The second paper is by Schneider and is more prospective and general in nature and discusses some reasons as to why virtual screening has not played a more direct role in drug discovery projects. One of the key points that Schneider makes is that
appropriate “description of objects to suit the problem” might be the key to future success
In other words, it may be that molecular descriptors, while useful surrogates of physical reality, are probably not sufficient to get us to the next level. Schneider even states that “… the development of advanced virtual screening methods … is currently stagnated“. This statement is true in many ways, especially if one considers the statistical modeling side of virtual screening (i.e., QSAR). Many recent papers discuss slight modifications to well known algorithms that invariably lead to an incremental improvement in accuracy. Schneider suggests that improvements in our understanding of the physics of the drug discovery problem – protein folding, allosteric effects, dynamics of complex formation, etc – rather than continuing to focus on static properties (logP etc) will lead to advances. Another very valid point is that future developments will need to move away from the prediction or modeling of “… one to one interactions between a ligand and a single target …” and instead will need to consider “… many to many relationships …“. In other words, advances in virtual screen will address (or need to address) the ligand non-specificity or promiscuity. Thus activity profiles, network models and polyparmacology will all be vital aspects of successful virtual screening.

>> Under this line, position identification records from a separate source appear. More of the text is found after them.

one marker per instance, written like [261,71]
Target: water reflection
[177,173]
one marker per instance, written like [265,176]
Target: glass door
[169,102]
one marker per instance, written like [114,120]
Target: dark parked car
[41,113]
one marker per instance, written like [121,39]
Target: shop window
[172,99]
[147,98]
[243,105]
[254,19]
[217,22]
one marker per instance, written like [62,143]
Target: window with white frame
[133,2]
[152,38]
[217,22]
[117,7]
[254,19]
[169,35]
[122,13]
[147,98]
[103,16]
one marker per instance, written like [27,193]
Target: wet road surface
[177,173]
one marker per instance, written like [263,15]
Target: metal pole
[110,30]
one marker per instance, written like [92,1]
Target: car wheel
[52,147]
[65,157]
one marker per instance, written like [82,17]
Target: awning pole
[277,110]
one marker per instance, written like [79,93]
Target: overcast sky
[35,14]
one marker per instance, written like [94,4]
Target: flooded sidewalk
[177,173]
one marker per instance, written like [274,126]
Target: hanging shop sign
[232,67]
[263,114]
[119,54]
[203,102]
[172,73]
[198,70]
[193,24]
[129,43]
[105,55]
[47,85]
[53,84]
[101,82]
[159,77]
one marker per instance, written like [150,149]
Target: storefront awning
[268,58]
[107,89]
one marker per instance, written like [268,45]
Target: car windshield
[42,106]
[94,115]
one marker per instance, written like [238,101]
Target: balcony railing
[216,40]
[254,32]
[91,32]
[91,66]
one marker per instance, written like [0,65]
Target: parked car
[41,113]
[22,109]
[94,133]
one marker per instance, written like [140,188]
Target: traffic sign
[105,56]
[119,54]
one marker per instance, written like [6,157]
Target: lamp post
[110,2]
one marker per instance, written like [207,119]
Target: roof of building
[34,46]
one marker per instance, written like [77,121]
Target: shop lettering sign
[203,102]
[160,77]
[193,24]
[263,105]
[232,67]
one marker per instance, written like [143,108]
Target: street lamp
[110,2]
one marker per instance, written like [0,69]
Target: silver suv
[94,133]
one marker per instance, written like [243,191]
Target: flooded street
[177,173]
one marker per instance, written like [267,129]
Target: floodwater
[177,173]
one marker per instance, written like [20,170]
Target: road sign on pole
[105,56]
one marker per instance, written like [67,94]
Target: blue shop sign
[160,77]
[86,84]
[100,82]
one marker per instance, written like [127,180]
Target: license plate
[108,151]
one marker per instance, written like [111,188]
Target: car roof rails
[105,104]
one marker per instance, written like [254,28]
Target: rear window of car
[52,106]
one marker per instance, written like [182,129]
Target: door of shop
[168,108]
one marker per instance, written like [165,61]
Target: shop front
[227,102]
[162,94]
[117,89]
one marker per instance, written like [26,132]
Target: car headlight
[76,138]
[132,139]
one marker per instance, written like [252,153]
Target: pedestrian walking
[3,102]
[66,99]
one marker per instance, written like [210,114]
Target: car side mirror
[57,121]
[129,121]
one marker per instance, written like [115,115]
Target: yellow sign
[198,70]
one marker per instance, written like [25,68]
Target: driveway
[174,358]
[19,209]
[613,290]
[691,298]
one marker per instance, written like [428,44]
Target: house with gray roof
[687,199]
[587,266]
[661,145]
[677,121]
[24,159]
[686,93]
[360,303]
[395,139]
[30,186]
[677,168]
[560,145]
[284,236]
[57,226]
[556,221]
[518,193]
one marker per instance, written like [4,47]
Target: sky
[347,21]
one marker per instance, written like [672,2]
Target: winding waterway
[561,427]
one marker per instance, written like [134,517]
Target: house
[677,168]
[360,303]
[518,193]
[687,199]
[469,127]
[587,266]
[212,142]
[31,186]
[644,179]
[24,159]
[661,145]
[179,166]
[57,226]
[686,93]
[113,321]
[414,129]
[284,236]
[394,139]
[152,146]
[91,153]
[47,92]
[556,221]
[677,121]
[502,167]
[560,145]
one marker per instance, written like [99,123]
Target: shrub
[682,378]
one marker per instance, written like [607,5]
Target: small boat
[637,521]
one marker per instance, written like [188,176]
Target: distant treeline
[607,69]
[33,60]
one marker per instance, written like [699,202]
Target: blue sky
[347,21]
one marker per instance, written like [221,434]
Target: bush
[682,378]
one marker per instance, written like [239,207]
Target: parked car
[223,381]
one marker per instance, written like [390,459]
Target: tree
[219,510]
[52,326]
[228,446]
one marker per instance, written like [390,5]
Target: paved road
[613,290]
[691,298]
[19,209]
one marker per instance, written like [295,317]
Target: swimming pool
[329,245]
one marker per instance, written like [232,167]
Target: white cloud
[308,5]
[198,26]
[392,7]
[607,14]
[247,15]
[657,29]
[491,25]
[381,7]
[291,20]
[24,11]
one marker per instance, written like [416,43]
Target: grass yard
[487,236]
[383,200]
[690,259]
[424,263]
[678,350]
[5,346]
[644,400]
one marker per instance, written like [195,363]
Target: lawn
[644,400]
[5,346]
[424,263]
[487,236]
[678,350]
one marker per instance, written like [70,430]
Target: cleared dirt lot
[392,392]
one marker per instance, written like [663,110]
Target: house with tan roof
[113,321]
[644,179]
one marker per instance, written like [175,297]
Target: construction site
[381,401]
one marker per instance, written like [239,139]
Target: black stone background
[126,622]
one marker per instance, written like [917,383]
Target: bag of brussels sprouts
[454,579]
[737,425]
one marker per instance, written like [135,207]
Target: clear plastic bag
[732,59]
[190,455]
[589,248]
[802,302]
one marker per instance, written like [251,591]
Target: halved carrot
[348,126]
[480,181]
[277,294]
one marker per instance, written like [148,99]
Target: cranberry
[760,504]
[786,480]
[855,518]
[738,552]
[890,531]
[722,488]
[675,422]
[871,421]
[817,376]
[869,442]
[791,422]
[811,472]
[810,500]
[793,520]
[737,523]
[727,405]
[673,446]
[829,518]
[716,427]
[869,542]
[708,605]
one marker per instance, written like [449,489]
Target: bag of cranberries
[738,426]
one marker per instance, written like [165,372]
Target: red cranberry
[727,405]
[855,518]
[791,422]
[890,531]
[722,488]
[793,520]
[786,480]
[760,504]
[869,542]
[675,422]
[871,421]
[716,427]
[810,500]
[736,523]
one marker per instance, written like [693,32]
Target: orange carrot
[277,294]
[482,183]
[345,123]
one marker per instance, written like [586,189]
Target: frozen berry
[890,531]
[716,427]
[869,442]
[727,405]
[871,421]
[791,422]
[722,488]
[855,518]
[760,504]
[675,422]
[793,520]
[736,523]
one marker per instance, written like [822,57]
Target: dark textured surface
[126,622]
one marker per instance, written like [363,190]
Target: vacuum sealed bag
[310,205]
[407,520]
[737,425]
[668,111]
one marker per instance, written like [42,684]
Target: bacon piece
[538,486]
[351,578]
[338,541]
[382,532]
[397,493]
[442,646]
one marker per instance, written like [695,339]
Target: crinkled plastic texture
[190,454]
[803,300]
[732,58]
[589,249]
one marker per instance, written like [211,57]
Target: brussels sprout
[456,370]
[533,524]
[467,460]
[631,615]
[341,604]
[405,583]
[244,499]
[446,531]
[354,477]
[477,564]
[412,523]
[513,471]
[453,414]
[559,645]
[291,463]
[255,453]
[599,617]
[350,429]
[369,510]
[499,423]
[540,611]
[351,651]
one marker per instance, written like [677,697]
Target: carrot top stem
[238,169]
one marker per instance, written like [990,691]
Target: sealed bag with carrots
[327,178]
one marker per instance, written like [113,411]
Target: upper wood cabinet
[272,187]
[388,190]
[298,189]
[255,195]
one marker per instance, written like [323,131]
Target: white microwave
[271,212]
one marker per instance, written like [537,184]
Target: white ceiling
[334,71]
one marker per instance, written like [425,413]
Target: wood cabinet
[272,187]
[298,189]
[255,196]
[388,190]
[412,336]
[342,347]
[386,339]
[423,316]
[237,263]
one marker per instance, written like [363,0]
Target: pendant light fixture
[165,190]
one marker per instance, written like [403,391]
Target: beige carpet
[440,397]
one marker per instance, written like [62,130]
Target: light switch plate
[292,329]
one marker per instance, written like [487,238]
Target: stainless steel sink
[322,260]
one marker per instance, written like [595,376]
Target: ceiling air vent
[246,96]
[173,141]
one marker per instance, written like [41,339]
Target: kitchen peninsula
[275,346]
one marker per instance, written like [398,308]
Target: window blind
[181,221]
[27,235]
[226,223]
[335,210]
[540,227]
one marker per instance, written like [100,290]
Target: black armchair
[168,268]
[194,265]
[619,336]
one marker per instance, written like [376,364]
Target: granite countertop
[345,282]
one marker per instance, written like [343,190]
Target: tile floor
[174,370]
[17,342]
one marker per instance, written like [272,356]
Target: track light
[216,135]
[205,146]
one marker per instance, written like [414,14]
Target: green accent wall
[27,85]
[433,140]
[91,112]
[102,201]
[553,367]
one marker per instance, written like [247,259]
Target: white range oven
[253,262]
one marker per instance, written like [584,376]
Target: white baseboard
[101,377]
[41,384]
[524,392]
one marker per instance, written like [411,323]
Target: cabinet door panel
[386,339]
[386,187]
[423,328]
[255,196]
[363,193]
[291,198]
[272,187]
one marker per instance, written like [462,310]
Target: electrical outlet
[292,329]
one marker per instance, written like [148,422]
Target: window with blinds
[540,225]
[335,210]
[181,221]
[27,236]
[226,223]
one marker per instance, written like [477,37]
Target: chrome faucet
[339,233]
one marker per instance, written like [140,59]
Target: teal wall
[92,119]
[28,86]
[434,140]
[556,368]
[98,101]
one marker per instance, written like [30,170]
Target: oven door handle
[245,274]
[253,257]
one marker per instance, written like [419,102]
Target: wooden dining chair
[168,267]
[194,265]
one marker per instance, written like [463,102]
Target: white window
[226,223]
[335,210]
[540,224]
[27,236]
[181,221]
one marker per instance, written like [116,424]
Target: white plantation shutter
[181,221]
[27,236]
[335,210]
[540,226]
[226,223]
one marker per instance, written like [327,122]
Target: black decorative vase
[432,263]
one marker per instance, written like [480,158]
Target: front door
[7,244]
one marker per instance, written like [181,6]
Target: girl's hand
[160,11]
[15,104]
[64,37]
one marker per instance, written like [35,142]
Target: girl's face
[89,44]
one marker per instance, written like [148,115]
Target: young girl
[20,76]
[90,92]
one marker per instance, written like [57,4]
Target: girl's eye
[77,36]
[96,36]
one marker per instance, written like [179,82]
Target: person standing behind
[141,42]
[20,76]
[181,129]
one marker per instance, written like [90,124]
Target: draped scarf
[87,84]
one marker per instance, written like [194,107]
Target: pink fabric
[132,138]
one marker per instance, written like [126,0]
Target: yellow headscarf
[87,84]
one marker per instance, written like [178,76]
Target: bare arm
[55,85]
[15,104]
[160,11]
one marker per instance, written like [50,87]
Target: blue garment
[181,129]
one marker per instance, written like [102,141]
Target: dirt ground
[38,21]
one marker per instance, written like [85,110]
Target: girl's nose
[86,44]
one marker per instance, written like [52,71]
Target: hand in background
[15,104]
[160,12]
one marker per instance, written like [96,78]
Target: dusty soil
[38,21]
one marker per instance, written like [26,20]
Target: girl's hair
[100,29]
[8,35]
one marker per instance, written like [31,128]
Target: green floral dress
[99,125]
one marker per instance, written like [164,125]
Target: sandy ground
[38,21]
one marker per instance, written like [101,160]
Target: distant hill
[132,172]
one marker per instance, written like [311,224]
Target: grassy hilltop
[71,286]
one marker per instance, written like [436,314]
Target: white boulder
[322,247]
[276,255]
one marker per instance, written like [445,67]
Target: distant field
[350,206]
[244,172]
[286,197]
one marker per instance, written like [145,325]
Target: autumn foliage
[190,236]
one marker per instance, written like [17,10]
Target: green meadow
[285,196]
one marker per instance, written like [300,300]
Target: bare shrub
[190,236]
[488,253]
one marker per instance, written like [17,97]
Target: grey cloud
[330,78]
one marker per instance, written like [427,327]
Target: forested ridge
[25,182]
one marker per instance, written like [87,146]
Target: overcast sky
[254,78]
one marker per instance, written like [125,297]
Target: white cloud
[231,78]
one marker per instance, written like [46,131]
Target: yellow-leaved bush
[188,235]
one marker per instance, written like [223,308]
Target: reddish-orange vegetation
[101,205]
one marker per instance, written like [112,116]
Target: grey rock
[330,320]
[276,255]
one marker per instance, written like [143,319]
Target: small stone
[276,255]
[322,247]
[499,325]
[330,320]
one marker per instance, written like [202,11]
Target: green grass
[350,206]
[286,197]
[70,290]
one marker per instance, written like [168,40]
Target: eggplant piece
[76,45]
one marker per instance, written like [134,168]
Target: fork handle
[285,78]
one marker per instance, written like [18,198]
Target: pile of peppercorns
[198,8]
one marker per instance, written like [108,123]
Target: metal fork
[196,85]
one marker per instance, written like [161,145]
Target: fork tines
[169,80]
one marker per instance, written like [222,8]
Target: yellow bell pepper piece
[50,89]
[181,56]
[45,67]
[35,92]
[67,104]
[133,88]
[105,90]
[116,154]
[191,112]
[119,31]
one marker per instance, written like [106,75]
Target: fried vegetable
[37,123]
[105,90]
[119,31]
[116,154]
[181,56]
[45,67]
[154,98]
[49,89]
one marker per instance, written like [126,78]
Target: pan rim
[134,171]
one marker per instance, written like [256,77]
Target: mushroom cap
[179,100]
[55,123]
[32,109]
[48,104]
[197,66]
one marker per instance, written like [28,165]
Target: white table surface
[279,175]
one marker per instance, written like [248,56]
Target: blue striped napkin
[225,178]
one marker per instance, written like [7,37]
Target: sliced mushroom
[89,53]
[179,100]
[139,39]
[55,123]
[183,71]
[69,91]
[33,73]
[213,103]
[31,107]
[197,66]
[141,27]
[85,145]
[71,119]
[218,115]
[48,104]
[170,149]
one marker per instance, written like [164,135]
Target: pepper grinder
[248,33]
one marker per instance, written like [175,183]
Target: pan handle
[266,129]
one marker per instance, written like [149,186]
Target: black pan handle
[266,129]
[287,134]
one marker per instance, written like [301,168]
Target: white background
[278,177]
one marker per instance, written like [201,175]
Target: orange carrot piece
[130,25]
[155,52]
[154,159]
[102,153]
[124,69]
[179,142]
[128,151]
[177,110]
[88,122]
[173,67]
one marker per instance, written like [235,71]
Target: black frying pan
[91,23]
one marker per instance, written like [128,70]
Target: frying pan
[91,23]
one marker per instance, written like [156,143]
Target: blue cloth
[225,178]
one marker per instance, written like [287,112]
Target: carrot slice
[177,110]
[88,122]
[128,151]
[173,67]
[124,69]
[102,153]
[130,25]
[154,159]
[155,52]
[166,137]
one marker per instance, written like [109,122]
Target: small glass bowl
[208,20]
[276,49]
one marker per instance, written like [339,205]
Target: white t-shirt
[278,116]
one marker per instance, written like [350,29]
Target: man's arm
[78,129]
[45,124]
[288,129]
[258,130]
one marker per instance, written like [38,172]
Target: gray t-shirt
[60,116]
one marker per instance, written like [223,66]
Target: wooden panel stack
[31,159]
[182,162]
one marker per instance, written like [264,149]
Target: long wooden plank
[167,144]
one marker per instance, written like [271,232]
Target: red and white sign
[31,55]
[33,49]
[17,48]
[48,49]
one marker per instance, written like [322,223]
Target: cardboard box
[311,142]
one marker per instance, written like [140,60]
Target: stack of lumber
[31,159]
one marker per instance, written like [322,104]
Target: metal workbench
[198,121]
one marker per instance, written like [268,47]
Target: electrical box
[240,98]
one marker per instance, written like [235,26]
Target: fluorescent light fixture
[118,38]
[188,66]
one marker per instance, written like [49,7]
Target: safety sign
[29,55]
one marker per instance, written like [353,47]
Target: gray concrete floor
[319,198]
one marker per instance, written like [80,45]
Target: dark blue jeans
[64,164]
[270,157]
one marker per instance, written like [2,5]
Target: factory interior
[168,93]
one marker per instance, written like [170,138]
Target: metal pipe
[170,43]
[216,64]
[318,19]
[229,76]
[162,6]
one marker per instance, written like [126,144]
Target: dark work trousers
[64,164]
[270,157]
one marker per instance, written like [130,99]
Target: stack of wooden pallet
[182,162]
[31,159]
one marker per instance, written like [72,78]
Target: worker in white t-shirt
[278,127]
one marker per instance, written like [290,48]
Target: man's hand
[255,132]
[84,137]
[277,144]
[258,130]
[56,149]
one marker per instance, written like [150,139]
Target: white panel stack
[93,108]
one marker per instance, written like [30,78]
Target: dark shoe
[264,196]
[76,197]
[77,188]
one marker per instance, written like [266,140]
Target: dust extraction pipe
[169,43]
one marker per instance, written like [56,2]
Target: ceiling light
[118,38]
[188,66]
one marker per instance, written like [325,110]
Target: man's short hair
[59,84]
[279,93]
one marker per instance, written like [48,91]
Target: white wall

I really like Schneiders views on the future of virtual screening, even though they are rather general. I agree with his views on the stagnation of machine learning (QSAR) methods but at the same time I’m reminded of a paper by Halevy et al, which highlights the fact that
simple models and a lot of data trump more elaborate models based on less data
Now, they are talking about natural language processing using trillion-word corpora. Not exactly the situation we face in drug discovery! But, it does look like we’re slowly going in the direction of generating biological datasets of large size and of multiple types. A recent NIH RFP proposes this type of development. Coupled with well established machine learning methods, this could be lead to some very interesting developments. (Of course even ‘simple’ properties such as solubility could benefit from a ‘large data’ scenario as noted by Muchmore et al).
Overall, two interesting papers looking at the state of the field from different views.